Personne ne prétend qu’à propos de la situation problématique grave du Congo, il ne puisse y avoir de remarques critiques mutuelles entre Belges et Congolais. Ces derniers pourraient par exemple se plaindre de l’attitude passive de la Belgique lors de la guerre d’agression ou des nombreuses promesses que la Belgique n’a pas respectées. Mais qui peut contester que le président congolais et son gouvernement soient confrontés à une tâche infiniment lourde ? Après que Joseph Kabila fut parvenu à faire cesser la guerre d’agression et se fut arrangé pour que les armées étrangères quittent en grande partie le pays, il a dû lutter contre les multinationales occidentales qui spéculent sur les matières premières congolaises et qui soutiennent discrètement toutes sortes de seigneurs de guerre. En outre, il lui faut combattre la situation de délabrement total dans laquelle l’État congolais a été ramené depuis nombre de décennies, ainsi que l’immense corruption qui va de pair avec ce genre de situation. Vous demandez que « les dirigeants congolais fassent des efforts »… Oseriez-vous comparer la situation actuelle avec celle de la période 1998-2003 ? Pourtant, c’est durant cette période que l’écrasante majorité des cinq millions de Congolais victimes de la guerre ont perdu la vie.

Il s’avère que le « droit moral de formuler des critiques » dont vous avez la bouche pleine n’est autre que le droit réclamé par le maître de donner des ordres à son valet sans la moindre possibilité pour celui de le contredire.

Au cours de l’entretien que vous avez eu avec le président Kabila au nom de la délégation ministérielle, on a pu noter des phrases comme « vous devez réformer votre gouvernement et me tenir au courant de la chose » ou « je vous dis que les accords que vous avez conclus avec la Chine ne seront pas entérinés par le parlement (congolais) ».

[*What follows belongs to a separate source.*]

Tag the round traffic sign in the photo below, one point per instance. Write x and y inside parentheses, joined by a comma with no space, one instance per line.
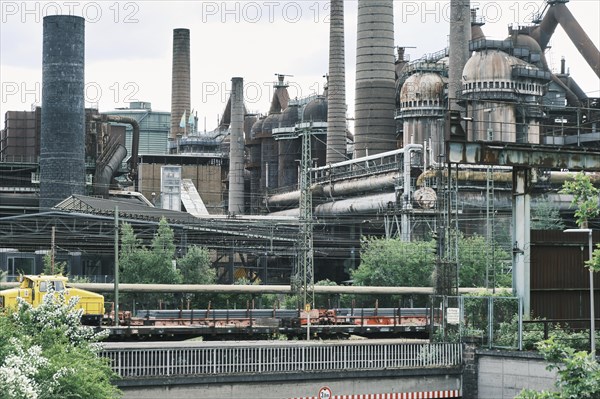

À propos de la décision du président Kabila d’engager, en automne 2007, des moyens militaires pour arrêter le seigneur de guerre Nkunda, il a été dit, dans les milieux diplomatiques belges : « Nous le lui avions pourtant interdit. » Votre consul à Bukavu va en outre négocier avec le chef rebelle Nkunda. Et, si le gouvernement congolais proteste, vous balayez tout simplement ces protestations de la table. Ce sont des formes d’ingérence directe qui compromettent gravement la souveraineté de la République démocratique du Congo.

Si on vous reproche d'être néo-colonial, vous répondez « si on considère ainsi le fait de dire que les dirigeants congolais doivent faire des efforts, alors je suis effectivement un néo-colonialiste convaincu, ce sera tout à mon honneur ». Mais vous vous trompez, monsieur De Gucht, « néocolonialiste » est un terme qui n'a jamais été et ne sera jamais un terme dont on peut être fier. La Belgique n'a jamais eu le droit moral de son côté, ni à l'époque du colonialisme ni à celle du néocolonialisme. De plus, elle n'a plus, depuis bien longtemps, le poids nécessaire pour revendiquer un tel rôle.